| Symbol | Name / Pron. | Description |
|---|---|---|
| Δ | Uppercase delta | A finite, discrete change |
| The actual difference, Δx = x₂-x₁, “Delta x”, measuring how much x actually changed. | ||
| δ | Lowercase delta | A small change |
| d | Latin d “dee” | The derivative, |
| df/dx, more precisely df(x)/dx, called the "derivative" of a function f at an input x, is ratio between an infinitesimal change in the value of f to the infinitesimal change in the input x. Alternatively thought of as the slope of the tangent line to f at x. Note that sometimes d/dx is also treated as the operator. | ||
| ∂ | Curly d “partial” or “del” | Partial derivative |
| Rate of change w.r.t. one variable (others kept constant). ∂f/∂x “del f del x” derivative of f w.r.t. x, holding other variables constant. | ||
| ∇ | Nabla, “del”, gradient | Vector of all partial derivates |
| Σ | Sigma | Summation |
| Π | Pi | Product |
| θ | Theta | Model parameters (weights) |
| α, η | Alpha, Eta | Learning rate |
| ε | Epsilon | Small constant for numerical stability |
| ‖x‖ | Norm | “size”/“length” of a vector |
| x̂, ŷ | x hat, y hat | Prediction / estimate |
| x* | x star | Optimal value |
Chain rule
The heart of backprop
"if a cycle is twice as fast as a man, and a car is 4 times as fast as the cycle, then the car is 8 = 4 . 2 times fast as the man"
Core update rule
θ ← θ - α . ∂L/∂θ
Update parameters by subtracting learning rate times the gradient of loss with respect to parameters.
In vector form
θ ← θ - α . ∇L(θ)
Jacobian
The gradient ∇ is a special case of the Jacobian J when the output is scalar.

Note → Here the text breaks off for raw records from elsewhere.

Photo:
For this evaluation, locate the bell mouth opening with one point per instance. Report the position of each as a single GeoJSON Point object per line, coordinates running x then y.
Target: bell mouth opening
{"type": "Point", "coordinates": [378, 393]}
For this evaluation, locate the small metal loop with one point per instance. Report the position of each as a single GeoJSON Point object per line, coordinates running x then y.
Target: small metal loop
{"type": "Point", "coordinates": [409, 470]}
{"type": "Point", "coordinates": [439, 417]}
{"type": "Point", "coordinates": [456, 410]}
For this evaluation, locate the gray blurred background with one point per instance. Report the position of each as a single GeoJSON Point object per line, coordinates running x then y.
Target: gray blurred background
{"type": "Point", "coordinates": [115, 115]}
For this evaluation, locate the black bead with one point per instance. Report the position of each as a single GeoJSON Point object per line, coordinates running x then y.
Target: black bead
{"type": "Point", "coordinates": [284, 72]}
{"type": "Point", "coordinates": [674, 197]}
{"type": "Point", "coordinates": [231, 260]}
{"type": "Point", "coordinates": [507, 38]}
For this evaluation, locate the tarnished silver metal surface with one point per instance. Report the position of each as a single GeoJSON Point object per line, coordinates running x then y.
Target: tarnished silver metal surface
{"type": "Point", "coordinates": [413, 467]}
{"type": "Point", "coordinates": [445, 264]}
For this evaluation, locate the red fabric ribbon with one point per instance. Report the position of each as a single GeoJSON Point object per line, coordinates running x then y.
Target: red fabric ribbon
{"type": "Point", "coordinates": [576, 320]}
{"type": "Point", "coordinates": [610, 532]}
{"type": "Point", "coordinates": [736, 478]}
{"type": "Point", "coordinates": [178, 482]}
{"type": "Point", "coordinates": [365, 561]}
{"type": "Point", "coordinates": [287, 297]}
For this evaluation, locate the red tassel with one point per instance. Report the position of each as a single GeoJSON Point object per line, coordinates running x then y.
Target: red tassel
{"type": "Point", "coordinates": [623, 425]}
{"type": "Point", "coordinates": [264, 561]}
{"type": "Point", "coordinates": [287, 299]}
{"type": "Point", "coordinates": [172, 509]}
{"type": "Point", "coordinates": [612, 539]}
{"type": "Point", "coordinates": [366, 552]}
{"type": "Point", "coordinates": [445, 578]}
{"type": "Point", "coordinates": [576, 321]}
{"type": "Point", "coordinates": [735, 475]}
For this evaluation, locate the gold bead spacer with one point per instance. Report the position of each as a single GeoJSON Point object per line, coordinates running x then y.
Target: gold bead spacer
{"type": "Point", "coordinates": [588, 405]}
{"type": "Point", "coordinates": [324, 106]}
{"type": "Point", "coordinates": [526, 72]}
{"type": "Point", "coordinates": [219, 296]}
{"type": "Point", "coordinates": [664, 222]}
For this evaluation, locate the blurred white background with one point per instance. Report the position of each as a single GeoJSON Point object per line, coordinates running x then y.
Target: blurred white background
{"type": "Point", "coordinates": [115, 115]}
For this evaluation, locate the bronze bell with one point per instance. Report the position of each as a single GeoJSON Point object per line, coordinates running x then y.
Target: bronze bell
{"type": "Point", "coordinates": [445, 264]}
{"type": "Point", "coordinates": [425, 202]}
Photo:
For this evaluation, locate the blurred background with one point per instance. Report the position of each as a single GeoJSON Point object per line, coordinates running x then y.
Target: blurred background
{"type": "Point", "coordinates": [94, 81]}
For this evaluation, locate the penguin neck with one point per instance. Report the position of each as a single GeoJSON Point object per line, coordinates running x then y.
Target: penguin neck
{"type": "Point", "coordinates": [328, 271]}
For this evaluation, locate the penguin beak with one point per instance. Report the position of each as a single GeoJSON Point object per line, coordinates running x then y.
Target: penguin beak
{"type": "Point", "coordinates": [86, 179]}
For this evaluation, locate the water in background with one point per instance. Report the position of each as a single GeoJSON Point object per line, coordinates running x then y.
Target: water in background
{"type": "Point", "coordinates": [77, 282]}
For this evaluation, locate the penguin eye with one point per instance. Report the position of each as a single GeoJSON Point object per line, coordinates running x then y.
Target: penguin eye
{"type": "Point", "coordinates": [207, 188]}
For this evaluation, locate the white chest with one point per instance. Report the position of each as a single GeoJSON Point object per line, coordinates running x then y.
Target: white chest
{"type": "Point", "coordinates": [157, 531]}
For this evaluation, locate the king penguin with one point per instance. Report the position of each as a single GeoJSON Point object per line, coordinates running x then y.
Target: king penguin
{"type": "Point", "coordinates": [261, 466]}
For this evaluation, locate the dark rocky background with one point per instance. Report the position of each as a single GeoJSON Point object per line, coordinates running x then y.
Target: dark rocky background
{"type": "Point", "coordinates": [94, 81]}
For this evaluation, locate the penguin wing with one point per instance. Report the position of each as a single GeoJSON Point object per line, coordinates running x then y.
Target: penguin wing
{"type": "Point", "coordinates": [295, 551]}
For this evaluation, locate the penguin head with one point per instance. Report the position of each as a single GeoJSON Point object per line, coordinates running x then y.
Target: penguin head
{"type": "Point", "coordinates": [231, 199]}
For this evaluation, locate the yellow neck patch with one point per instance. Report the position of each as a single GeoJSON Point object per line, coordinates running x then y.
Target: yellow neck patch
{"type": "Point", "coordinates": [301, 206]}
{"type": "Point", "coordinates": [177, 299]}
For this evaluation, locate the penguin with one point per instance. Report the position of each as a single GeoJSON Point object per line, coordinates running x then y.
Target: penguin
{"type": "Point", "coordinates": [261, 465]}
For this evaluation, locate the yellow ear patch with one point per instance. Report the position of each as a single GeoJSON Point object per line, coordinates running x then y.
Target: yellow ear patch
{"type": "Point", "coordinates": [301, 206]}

Just like with derivatives, where there is a derivative function D f, and a derivative value df/dx at a particular point x, so do we have the Jacobian as a function, J and the Jacobian matrix J(x), but often just written J, obtained by evaluating J at a (now multi-dimensional) point x.
Gradient ∇ - For f: ℝⁿ → ℝ (many inputs, one output)
∇f =
| ∂f/∂x₁ |
| ∂f/∂x₂ |
| ... |
| ∂f/∂xₙ |
Typically this is written as a column vector, and typically the function we’re concerned with is the scalar loss L.
Jacobian J - For f: ℝⁿ → ℝᵐ (many inputs, many outputs)
J = | ∂f₁/∂x₁ ∂f₁/∂x₂ ... ∂f₁/∂xₙ |
| ∂f₂/∂x₁ ∂f₂/∂x₂ ... ∂f₂/∂xₙ |
| ... |
| ∂fₘ/∂x₁ ∂fₘ/∂x₂ ... ∂fₘ/∂xₙ |
This matrix of ratios tells how a small change in inputs propagates to outputs. Each element is a multiplier - how many units of output change per unit of input change locally at the evaluation point x. It’s a rate, like a slope. So ∂f₁/∂x₁ = 2 means Δf₁ ≈ 2 . Δx₁.
The Jacobian is thus the multivariable generalization of “derivative”: If we nudge the input by a tiny vector Δ, the output changes by approx Δ_out = J . Δ_inp.
In a backprop context, we mostly deal with gradients because loss is scalar.